Perbedaan sisi emosional dan juga psikologis inilah yang
juga membedakannya dalam proses pembelajaran.
Sehingga tidaklah bijak bagi orang tua dan guru
memperlakukan anak-anak sama dengan memperlakukan
orang dewasa ketika proses belajar, sebab anak-anak
memiliki karakteristik yang berbeda.
11. Demikian juga dalam pembelajaran bahasa (khususnya
bahasa kedua), anak-anak perlu mendapatkan perlakuan
khusus. Artinya dari sisi kurikulum, materi ajar, dan juga
metode yang digunakan harus berorientasi pada kondisi
emosional dan psikologis anak. Orang tua dan juga guru di
sekolah seyogianya memperhatikan metode-metode
pembelajaran bahasa pada anak secara menyeluruh dengan
memerhatikan berbagai aspek tersebut, Sehingga anak-anak
merasa nyaman dan senang dalam belajar bahasa. “Senang” dan
“nyaman” merupakan kata kunci dalam proses pembelajaran
bahasa untuk anak. Jadi dalam proses pembelajaran tersebut
anak haruslah merasa senang dengan materi ajar yang
disampaikan oleh guru maupun orang tua, dan kunci
kesenangan tersebut terletak pada metode ajar yang digunakan
oleh guru dan orang tua. Sebab dengan kondisi belajar yang
menyenangkan, secara otomatis anak-anak akan merasa nyaman
dalam proses pembelajaran bahasa.
12. Dengan demikian, guru maupun orang tua
perlu untuk memberikan situasi dan kondisi yang
menyenangkan dan senyaman mungkin ketika
proses pembelajaran. Kondisi dan situasi yang
menyenangkan bisa diciptakan melalui penataan
ruang dan juga alat-alat peraga, serta metode
yang digunakan. Oleh karena itu persiapan
sebelum mengajar bagi guru sangat penting,
karena hal ini akan memberikan guidline atau rel
dalam proses pembelajaran bahasa kedua.
13. 1. Mereka cenderung belajar secara tidak langsung.

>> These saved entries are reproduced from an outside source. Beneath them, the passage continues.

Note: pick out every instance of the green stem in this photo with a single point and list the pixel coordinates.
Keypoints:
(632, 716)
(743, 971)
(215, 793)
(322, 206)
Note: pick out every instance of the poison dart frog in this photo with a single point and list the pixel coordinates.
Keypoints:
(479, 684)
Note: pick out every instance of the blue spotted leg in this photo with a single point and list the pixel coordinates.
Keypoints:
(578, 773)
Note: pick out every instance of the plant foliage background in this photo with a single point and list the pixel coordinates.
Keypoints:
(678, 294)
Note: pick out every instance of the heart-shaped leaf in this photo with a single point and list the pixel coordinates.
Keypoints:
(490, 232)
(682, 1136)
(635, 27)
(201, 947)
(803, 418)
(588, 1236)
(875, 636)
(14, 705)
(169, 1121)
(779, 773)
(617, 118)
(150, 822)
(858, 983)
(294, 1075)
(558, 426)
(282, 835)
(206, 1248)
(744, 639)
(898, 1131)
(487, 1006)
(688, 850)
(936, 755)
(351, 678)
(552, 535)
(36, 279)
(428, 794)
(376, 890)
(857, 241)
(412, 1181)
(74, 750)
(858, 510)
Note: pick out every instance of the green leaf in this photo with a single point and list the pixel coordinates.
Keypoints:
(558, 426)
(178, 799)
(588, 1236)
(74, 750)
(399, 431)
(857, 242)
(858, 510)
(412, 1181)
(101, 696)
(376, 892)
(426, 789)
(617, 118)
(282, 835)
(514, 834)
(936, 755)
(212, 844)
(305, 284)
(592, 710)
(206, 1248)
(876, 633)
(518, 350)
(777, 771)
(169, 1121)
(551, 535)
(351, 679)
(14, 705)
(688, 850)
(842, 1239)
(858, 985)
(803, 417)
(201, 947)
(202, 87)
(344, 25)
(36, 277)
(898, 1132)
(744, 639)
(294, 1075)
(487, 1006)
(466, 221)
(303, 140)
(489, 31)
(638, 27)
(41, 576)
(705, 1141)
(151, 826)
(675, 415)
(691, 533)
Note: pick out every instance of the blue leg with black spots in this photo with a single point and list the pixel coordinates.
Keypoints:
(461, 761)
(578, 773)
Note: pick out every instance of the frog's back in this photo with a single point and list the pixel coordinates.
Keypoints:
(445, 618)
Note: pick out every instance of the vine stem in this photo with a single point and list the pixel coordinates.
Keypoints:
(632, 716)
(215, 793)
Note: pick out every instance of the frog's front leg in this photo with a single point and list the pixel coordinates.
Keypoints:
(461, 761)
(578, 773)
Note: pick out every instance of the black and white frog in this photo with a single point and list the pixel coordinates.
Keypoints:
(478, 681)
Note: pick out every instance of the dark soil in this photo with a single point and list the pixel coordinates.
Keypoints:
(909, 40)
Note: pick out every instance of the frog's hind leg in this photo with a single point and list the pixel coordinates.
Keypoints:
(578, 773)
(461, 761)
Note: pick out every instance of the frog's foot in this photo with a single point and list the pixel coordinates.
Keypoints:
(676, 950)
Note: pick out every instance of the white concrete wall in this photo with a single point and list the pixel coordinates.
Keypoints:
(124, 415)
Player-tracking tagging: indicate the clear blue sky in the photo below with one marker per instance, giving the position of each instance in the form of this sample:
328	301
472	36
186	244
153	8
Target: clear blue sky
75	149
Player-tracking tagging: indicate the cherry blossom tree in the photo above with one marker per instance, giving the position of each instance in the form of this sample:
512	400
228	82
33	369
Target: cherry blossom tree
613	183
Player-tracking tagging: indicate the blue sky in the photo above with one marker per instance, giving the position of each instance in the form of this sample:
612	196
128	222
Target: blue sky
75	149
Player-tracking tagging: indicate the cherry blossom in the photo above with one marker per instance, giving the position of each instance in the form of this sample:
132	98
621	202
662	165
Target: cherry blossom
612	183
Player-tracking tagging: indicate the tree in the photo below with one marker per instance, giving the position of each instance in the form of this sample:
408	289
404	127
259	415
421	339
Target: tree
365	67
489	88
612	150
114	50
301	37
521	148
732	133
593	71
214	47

Mereka lebih menyukai belajar dari lingkungan
sekitar, daripada harus fokus pada topik yang
diajarkan di kelas, oleh karena itu lingkungan
belajar harus mendukung proses pembelajaran
bahasa kedua/ Indonesia.
2. Mereka memahami sebuah materi bukan semata-
mata dari penjelasan yang diberikan oleh gurunya,
tetapi dari apa yang mereka lihat dan mereka
dengar. Karena itu alat peraga sangat diperlukan
untuk mendorong proses pemahaman mereka.
14. 3. Umumnya mereka memiliki semangat yang luar biasa
dalam mengenal hal-hal yang baru dan juga memiliki
rasa keingintahuan yang besar. Guru yang baik harus
mampu melayani rasa antusias dan keingintahuan
murid-murid dengan baik, melalui seperangkat
kegiatan.
4. Mereka membutuhkan perhatian secara individu dan
juga pendekatan secara personal. Oleh sebab itu, guru
harus mengenal karakter murid-muridnya dengan
baik.
5. Mereka biasanya menyukai topik yang berkaitan
dengan dunia mereka. Guru harus meresponnya
dengan memberikan topik yang sesuai dengan alam
kehidupan mereka, misalnya cerita bergambar.
15. 6. Mereka gampang bosan, rata-rata konsentrasinya
hanya sekitar 10 menit. Sehingga guru harus
mengubah teknik pengajaran setiap 10 menit.
7. Mereka mampu memahami makna kata, meskipun
mereka tidak mengerti terjemahannya.
8. Oleh sebab itu kegiatan-kegitan yang sesuai untuk
mereka, antara lain adalah menemukan sesuatu
(finding something), kegiatan yang imajinatif,
puzzle, membuat sesuatu, menggambar,
mewarnai, games yang melibatkan gerakan fisik,
dan juga lagu-lagu berbahasa Indonesia.